Lionising the long term and chasing mega-trends can thus both be traps. A more pragmatic, nuanced approach makes better sense. The first step is to maintain a balance between different time horizons. It is no good brilliantly predicting consumer behaviour in 2027 if you misjudge counterparty risk today. And it is a hollow victory to beat expectations for one quarter’s results if your main patents expire the following month.
Second, it is essential to have “optionality”, or plenty of irons in the fire. In hindsight it is tempting to assume that a successful firm’s triumph was guaranteed. But this is not the case. Amazon has had flops (its Fire phone and expansion in China) even as it got the future right with its big bets on cloud computing and the Kindle. Options are expensive to maintain since they often burn cash. So the best firms mitigate this by providing consistent performance in their “core” businesses in the here and now.
Last, because events in the outside world are so hard to predict, it pays to look inward. Culture is a squidgy concept, but successful firms need people who are adaptable but self-confident enough not to be swung too much by fashion, as well as balance-sheets that are strong enough to absorb mistakes. Goldman Sachs has made a poor strategic choice over the past half-decade, by refusing to shrink its misfiring bond-trading division. But it still attracts and retains brainy, ambitious people and is well capitalised, which should give it a decent shot at revival under its new chief executive, David Solomon (see article).
最后，因为外部世界的事件是如此难以预测，所以向内看是值得的。文化是一个模糊的概念，但是成功的公司需要适应能力强但足够自信的人而不会被时尚所左右，也需要足够强大的资产负债表来吸收错误。高盛(Goldman Sachs)在过去5年里做出了一个糟糕的战略选择，拒绝缩减其失败的债券交易部门。但它仍然吸引并留住了聪明、有抱负的人才，而且资本充足，这应该会让它在新任首席执行官大卫•所罗门(David Solomon)的领导下有一个体面的复兴机会。

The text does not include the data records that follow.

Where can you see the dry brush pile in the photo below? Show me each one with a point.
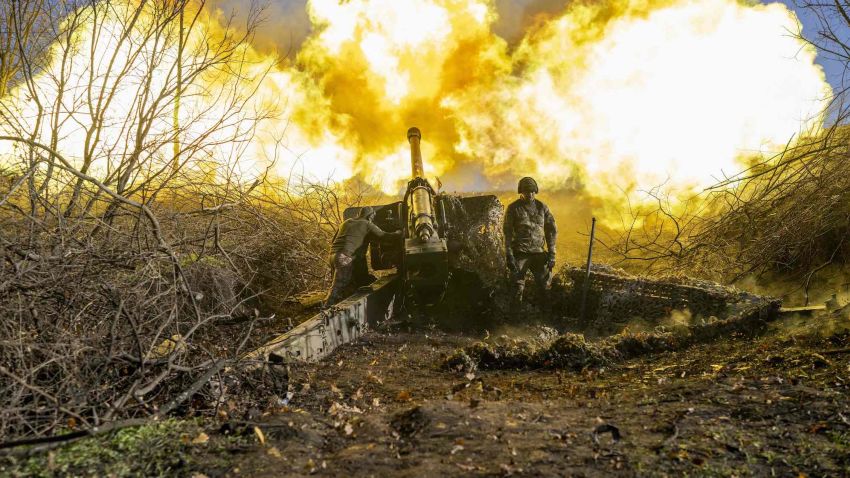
(128, 233)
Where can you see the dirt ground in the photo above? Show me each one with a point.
(774, 405)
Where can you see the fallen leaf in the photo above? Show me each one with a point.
(201, 439)
(273, 451)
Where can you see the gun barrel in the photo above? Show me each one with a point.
(422, 211)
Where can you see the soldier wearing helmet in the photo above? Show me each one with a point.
(530, 234)
(347, 241)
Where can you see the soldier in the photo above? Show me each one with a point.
(350, 237)
(529, 226)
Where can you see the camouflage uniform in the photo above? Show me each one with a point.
(349, 241)
(529, 226)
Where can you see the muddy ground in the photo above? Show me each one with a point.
(773, 405)
(768, 406)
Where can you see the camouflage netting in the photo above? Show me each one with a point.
(476, 243)
(615, 299)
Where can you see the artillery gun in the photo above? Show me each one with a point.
(437, 235)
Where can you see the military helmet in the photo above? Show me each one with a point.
(365, 212)
(527, 185)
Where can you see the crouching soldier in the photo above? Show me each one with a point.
(529, 241)
(348, 240)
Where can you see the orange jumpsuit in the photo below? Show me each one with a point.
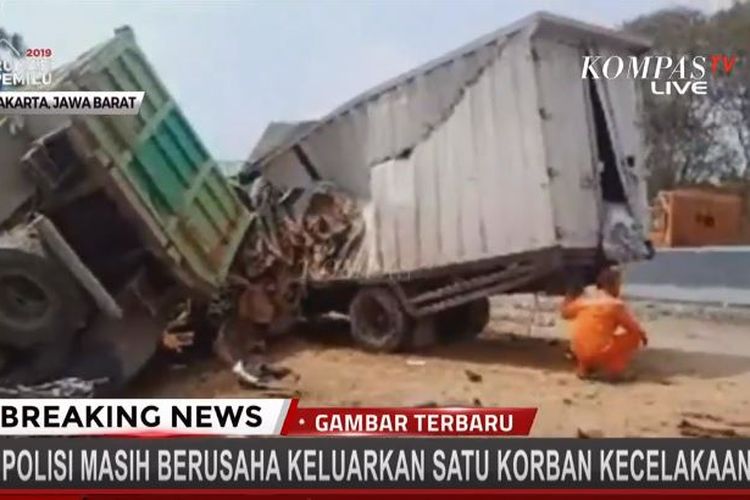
(596, 341)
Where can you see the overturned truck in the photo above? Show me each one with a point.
(107, 223)
(495, 169)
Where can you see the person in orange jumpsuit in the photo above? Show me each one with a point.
(605, 335)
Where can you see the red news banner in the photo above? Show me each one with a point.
(408, 421)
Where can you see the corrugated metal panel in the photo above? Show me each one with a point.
(450, 161)
(160, 165)
(457, 198)
(443, 69)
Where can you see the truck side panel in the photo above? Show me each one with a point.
(156, 161)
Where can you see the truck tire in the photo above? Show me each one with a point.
(465, 321)
(378, 322)
(39, 301)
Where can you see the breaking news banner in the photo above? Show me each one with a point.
(180, 446)
(70, 103)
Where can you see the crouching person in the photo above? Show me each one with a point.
(604, 334)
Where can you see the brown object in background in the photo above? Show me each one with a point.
(695, 217)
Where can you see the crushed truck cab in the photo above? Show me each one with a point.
(127, 215)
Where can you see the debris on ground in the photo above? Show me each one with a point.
(322, 242)
(689, 428)
(473, 376)
(281, 252)
(71, 387)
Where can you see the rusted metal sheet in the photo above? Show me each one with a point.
(693, 217)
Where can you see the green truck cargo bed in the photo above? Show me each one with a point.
(156, 166)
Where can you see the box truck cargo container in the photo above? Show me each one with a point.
(494, 169)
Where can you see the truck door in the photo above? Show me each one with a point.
(614, 108)
(569, 154)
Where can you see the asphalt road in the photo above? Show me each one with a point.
(715, 275)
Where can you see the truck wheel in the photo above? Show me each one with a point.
(378, 322)
(465, 321)
(39, 302)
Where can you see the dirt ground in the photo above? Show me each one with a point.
(694, 378)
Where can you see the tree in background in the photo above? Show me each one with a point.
(697, 139)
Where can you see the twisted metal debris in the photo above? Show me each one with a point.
(71, 387)
(283, 251)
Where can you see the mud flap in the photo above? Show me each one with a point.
(622, 235)
(117, 349)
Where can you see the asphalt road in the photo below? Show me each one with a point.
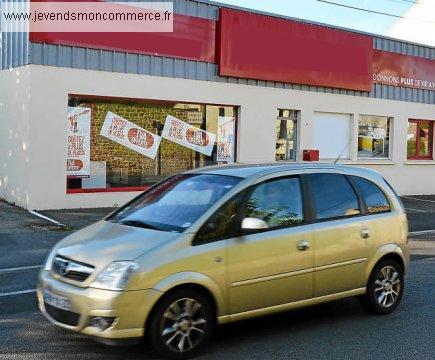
(338, 330)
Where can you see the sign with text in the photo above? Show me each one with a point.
(130, 135)
(79, 139)
(403, 70)
(189, 136)
(225, 140)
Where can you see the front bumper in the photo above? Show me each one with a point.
(129, 308)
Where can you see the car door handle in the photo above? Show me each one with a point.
(303, 245)
(365, 233)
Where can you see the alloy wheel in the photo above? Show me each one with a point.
(183, 325)
(387, 286)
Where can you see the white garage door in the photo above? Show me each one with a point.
(331, 133)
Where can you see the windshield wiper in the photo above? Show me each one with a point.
(138, 223)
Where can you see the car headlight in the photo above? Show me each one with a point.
(115, 276)
(49, 261)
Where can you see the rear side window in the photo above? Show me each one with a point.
(334, 196)
(373, 196)
(277, 202)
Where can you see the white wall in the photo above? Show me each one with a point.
(15, 135)
(256, 142)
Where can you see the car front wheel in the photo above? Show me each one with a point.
(181, 324)
(384, 288)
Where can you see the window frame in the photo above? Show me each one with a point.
(77, 97)
(245, 197)
(296, 125)
(417, 140)
(361, 196)
(390, 125)
(361, 203)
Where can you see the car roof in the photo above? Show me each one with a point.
(259, 169)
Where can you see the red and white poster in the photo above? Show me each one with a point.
(79, 142)
(130, 135)
(189, 136)
(225, 140)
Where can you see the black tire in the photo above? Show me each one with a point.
(381, 297)
(159, 322)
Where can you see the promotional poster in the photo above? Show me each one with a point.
(78, 139)
(189, 136)
(130, 135)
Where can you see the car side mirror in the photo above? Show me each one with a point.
(251, 224)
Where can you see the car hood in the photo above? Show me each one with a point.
(104, 242)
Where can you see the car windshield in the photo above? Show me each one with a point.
(176, 203)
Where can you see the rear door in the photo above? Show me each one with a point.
(340, 234)
(272, 266)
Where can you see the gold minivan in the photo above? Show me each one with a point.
(225, 243)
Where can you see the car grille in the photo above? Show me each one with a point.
(71, 269)
(62, 316)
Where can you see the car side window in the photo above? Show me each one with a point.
(223, 224)
(373, 196)
(277, 202)
(334, 196)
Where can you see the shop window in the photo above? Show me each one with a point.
(120, 145)
(374, 136)
(420, 139)
(286, 135)
(331, 135)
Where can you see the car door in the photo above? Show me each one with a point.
(272, 266)
(341, 234)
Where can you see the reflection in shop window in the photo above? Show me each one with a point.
(134, 144)
(420, 139)
(374, 136)
(286, 135)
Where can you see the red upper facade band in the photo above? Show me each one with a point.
(262, 47)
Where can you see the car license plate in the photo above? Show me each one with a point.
(57, 301)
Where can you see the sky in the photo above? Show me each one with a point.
(417, 24)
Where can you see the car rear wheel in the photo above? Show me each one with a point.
(181, 324)
(384, 288)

The history of business is often told through inspirational stories about destiny being fulfilled. Occasionally these paint an accurate picture. Andrew Carnegie foresaw that America would need an integrated national market for steel by the late 19th century. Steve Jobs had a vision of how smart devices would change the world and set about inventing them. But for most companies, especially ones in mature economies, facing the future is far more prosaic. Balance, optionality and poise matter more than an overwhelming conviction about the world in two decades hence. Too much emphasis on the distant future is a waste of time.